Fishing with Angels
When Larry "Joe" Phillips envisions the Heavenly host, he doesn't just think of harps and hymns. This Houston County farmer pictures kids with cane poles squealing wildly when one of their friends lands a fish.
|Drew Hicks of Ashford Elementary School lands a big fish.|
"If anyone wants to see an angel, all they have to do is look out there," said Phillips as he gestured toward a pond surrounded by about 600 special needs children and volunteers.
The annual gathering, which Phillips and wife Faye call "Fishing With Angels," was started in 1997 as a way to help disabled children enjoy the outdoors. Today, it not only provides a recreational opportunity for students from 17 Houston County schools, it also honors the Phillipses' late granddaughter, Tiffany Marie Bernard, who passed away in 2002.
"God blessed us with a special child," Phillips said. "He let us borrow her for 13 years, and we wanted to carry on her legacy. A lot of people don't know how to act around special kids. But all they ask is to be loved."
One of the children getting attention from the volunteers during the October event was Ashford Elementary School student Drew Hicks, 6.
"It's a big fish," said Drew as he displayed his catch. "I got a big fish."
Drew's teacher, Elizabeth West, said her students look forward to "Fishing With Angels" every year.
"Nobody is disabled today," she said. "We just get to come out here and have fun."
The students, parents, teachers and volunteers also are provided lunch, thanks to the support of local businesses and organizations.
Houston County Sheriff Andy Hughes said his deputies enjoy helping with the event.
"It does us good to see these kids have a good time," he said. "This is as much a part of our jobs as putting the bad guys in jail."
Tabatha Smith said her son, Travis, couldn't wait to get to the pond.
"This is all he's been talking about," said Tabatha, as she kneeled beside Travis' wheelchair to steady his fishing pole. "Ever since the paper was sent home from school, he asks me every morning if it's field trip day."
The special needs children, however, aren't the only students who benefit from "Fishing With Angels."
Michaela Tillery, president of the Junior Civitan Club at Ashford High School, has helped her friend, Tabitha Meadows, with Special Olympics and other activities since ninth grade. Michaela said it's rewarding to spend time with students who may not have as many extra-curricular opportunities.
"It's the best feeling in the world to be able to help her and see the smile on her face," Michaela said.
Ashford High School FFA Advisor Donya Holland has students lining up to help with "Fishing with Angels," even though their main job is to clean the fish.

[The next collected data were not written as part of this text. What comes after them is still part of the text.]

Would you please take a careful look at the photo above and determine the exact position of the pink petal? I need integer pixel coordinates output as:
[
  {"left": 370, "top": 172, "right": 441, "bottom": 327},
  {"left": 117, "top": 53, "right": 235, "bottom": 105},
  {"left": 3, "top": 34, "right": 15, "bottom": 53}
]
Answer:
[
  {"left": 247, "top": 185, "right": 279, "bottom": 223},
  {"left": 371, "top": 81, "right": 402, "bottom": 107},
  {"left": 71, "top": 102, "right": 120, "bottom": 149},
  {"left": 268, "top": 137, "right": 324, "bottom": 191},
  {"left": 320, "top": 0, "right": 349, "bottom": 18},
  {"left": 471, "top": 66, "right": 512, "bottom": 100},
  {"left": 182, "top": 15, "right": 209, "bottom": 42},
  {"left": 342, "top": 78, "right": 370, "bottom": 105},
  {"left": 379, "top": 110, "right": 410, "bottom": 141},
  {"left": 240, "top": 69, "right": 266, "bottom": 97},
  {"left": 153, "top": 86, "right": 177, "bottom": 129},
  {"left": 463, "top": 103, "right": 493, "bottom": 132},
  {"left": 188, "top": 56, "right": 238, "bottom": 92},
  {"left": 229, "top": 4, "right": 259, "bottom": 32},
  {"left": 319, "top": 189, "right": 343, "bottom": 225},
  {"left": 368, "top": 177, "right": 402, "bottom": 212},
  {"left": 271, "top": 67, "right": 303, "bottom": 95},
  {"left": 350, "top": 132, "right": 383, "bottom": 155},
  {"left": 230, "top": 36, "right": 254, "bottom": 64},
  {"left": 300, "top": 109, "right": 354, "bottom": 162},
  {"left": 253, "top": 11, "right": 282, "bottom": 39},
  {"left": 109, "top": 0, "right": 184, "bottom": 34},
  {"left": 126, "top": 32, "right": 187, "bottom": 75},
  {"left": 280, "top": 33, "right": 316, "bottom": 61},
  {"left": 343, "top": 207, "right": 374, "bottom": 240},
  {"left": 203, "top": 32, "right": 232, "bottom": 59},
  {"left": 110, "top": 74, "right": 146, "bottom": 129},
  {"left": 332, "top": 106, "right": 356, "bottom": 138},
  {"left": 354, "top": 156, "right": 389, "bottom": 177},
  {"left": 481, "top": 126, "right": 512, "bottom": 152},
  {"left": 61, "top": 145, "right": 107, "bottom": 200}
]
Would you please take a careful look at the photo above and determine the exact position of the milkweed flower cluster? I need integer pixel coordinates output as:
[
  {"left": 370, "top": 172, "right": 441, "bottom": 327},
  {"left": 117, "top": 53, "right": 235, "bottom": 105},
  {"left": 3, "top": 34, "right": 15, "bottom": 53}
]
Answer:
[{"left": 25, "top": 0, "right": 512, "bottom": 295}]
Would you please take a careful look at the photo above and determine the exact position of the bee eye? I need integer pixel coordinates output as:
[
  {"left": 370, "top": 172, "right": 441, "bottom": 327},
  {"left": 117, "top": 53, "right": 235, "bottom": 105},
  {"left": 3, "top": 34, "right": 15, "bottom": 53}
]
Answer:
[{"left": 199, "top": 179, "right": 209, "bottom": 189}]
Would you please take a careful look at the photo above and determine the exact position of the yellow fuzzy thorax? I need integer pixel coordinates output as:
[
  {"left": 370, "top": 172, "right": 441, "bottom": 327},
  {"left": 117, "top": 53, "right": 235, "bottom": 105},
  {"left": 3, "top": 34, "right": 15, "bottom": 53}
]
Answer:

"I believe it's an invaluable education experience," Holland said. "Not only do they learn how to clean and dress fish properly, but they also get to help our special citizens of Houston County experience the outdoors."
Patti Flowers, a teacher at Girard Elementary School in Dothan, said it's equally important for the special education students to spend time with their non-disabled peers.
"It's a great experience for them," she said. "It's an opportunity for them to do something they don't normally get to do, and it's an opportunity for more socialization."
For the Phillipses, however, the benefits of "Fishing with Angels" go far beyond recreation and fellowship. It's about celebrating the value and uniqueness of every life.
"We get a greater blessing out of this than they do," Faye said. "When I look at all these kids, I see God. I see my granddaughter, who's with God right now. These are God's children."